Task №2 Determination of the distance to the monitor.

To solve this problem, this article has helped us prohibitively. In this example, the author gives us a fairly simple geometry, demonstrating the work of a webcam:

In this case, we see that the triangles ABC and ECD are similar. We will hold two heights from point C and remove all unnecessary information.

Now, looking at the geometric version of the webcam, we understand that the ratio of the sides AB / CF is equal to the ratio ED / CH. Let's calculate this ratio. This is done very simply. Place a line of 10 cm in front of the webcam so that it fits in frame from edge to edge. After that, measure the distance from the camera to the ruler. Our result will be equal to 16 cm. The ratio of the distance to the length of the ruler, respectively, 16/10 = 1.6.

If the face area completely enters the frame, we will get a distance of 24 cm (1.6 * 15). Why 15 cm? Because the average length of a person's face is just that. The error due to the average value is almost imperceptible (only if you, again, not Sponge Bob). Now it's up to you. It is necessary to determine the distance if the person occupies less than 100% in the frame. To do this, it is enough to determine the number of centimeters in one percent. And this is 24/100 = 0.24. Thus, we calculate that the distance to the monitor = 24 + (100% is the percentage of space occupied by the person in the frame) * 0.24.

In fact, we take not the face area as the reference point, but the distance between the eyes. This is due to the fact that the search for the eyes is carried out at each iteration of the application, and the search for the face - only when necessary. And in general, It`s all about eyes.

Task number 3 Definition of squinting / blinking.

In general, squinting is a very subjective parameter. And one would not have thought about it if it were not for the remarks of the parents in childhood “do not squint, username”. Nevertheless, it is necessary to tell about its implementation, since the recognition of blinks follows from this.

Question one: what distinguishes a fully open eye from a half-closed or closed? The distance between the centuries. So, it is necessary to look for him. On the image, the eyelids are represented by a thin border of color transition. Then the solution is to find the border in the image.

In between times, I would like to advise a very interesting book Marr D. - Sight. Informational approach to the study of the presentation and processing of visual images . It describes quite an interesting approach to human vision in accordance with the theory of information. If you adhere to the theory described in the above literature, then even such wonders of sight, like stereoscopy, begin with the search for boundaries in the image. The most popular border detector is Kenny's border detector . Whether the image was very small, or the hands were crooked, or the moon was not in that phase, but the results were inaccurate, so I had to go a little deeper into the details.

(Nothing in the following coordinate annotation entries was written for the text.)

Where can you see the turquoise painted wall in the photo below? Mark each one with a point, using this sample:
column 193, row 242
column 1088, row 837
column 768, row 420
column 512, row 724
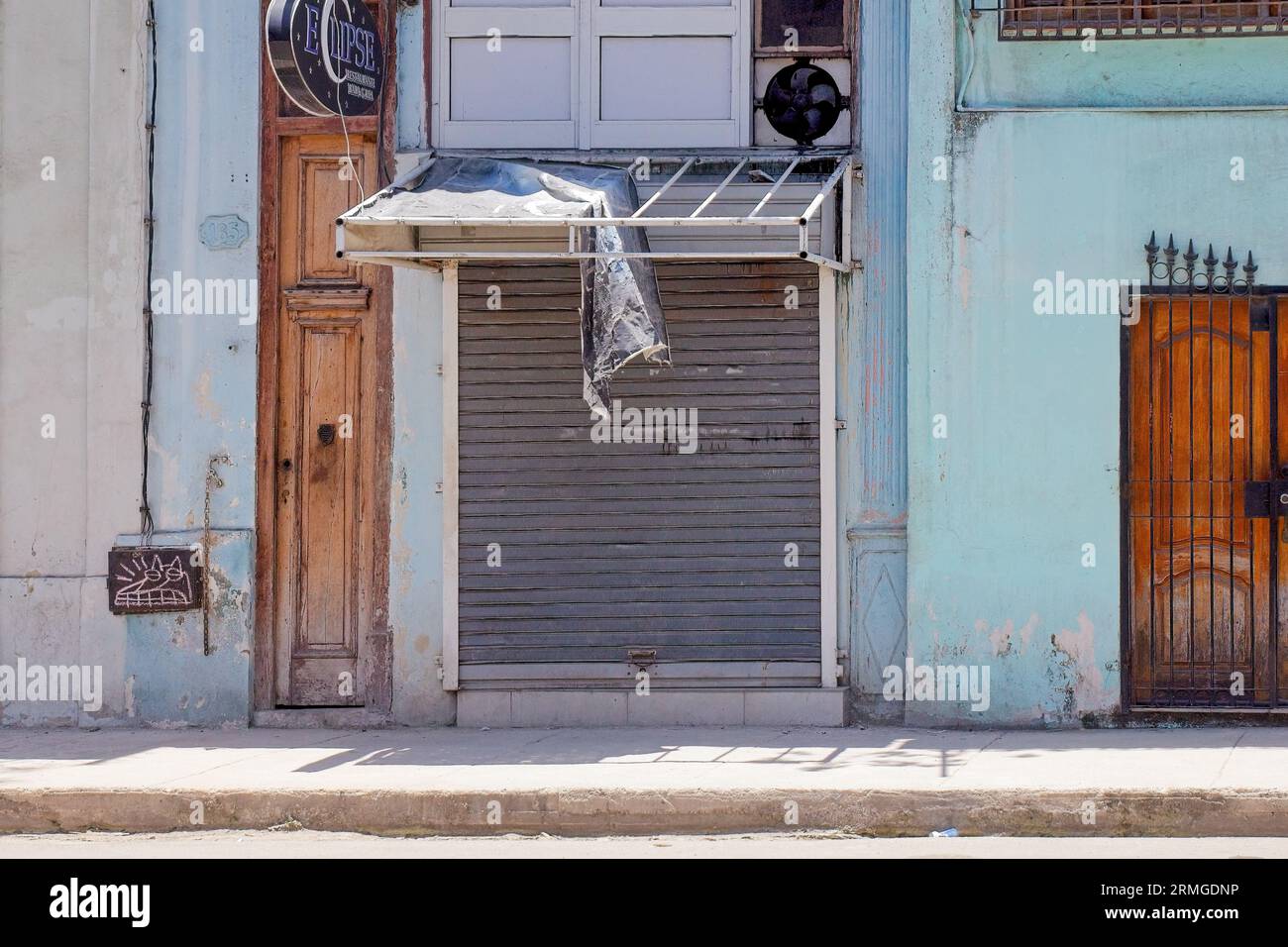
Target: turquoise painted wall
column 1000, row 509
column 204, row 389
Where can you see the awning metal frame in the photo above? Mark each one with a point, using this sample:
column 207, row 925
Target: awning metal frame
column 840, row 179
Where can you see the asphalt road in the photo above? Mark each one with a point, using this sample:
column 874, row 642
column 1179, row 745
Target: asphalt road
column 307, row 844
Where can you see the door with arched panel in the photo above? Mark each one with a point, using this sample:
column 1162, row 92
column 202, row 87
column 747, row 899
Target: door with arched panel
column 1206, row 501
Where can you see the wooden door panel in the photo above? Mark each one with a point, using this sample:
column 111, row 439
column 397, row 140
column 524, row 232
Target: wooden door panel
column 317, row 187
column 1199, row 571
column 326, row 491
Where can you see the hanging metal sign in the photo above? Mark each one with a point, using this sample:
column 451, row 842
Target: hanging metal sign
column 142, row 579
column 326, row 54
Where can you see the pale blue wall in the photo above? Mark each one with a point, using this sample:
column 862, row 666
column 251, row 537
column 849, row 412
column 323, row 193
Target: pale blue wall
column 1001, row 508
column 872, row 364
column 204, row 389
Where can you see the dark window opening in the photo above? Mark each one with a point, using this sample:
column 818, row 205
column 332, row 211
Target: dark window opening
column 785, row 27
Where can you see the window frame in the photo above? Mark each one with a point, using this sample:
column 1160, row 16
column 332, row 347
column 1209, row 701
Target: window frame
column 588, row 24
column 764, row 52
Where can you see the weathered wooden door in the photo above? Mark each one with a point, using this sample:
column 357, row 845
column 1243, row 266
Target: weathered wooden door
column 325, row 431
column 322, row 637
column 1206, row 504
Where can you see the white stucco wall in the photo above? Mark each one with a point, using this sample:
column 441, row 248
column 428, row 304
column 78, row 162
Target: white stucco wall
column 71, row 292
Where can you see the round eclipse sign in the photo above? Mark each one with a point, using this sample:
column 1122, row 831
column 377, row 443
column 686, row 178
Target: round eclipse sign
column 326, row 54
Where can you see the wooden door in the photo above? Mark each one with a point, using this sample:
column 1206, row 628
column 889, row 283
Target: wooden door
column 325, row 451
column 322, row 637
column 1207, row 532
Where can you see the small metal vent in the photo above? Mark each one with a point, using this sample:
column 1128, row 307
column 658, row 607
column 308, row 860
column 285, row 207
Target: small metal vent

We start the classic search for boundaries with the use of a Gaussian filter that helps to get rid of noise. In fact, it turns out that the images of the eyes are so small and pixelated that they do not need additional blurring. The next step is a face search. Faces are nothing but sharp color transitions. For convenience, you can convert the image to monochrome. Anyway, the borders of the eyelids represent a contrasting transition, and the black and white image reflects this perfectly, only it is easier to process it.

To find a sharp brightness transition, we use the differential operator (the Laplace operator is best suited for this operation. The Sobel operator is also used). Without going into details, let's think about why the differential? If the edges are a sharp color transition, then the difference between the sum of the values of neighboring pixels on the border and near it should be greater than in areas of the same color. If we replace “the sum of the pixel values” with the word “function”, then it is clear that we are interested in the places of its sharp change. Just for such situations comrades Leibniz and Newton came up with differential calculus.

 vLaplace(eye, dst, 9);

OpenCV has a ready implementation of this operator with a simple application. Therefore, it is enough to indicate the original image, the address for the resultant, as well as the dimension of the square matrix of pixels that the operator will “walk” in the image, performing a differential rite.

To remove unnecessary areas in the selection area, and generally make your life easier, you can binarize the image (in other words, leave only 2 colors: black and white, no shades). To do this, you can use the threshold conversion. To begin with, we take the average color of the pixels, and then convert everything below this value to black, which is higher — to white.

 cvThreshold(dst,dst,threshold,255,CV_THRESH_BINARY);

Here the threshold is our average. Next, you need to perform several cosmetic improvements, such as: clustering white pixels (faces) in order to highlight the largest clusters and remove false ones; sorting clusters by area (but this is not so important, besides, I don’t want to bore the reader or throw code at it, especially if he has read this far, which is already nice). We illustrate the process described above step by step.

It remains only to count the number of pixels between the upper boundary and the lower (upper and lower eyelids) and compare with the normal state, which is preserved during calibration.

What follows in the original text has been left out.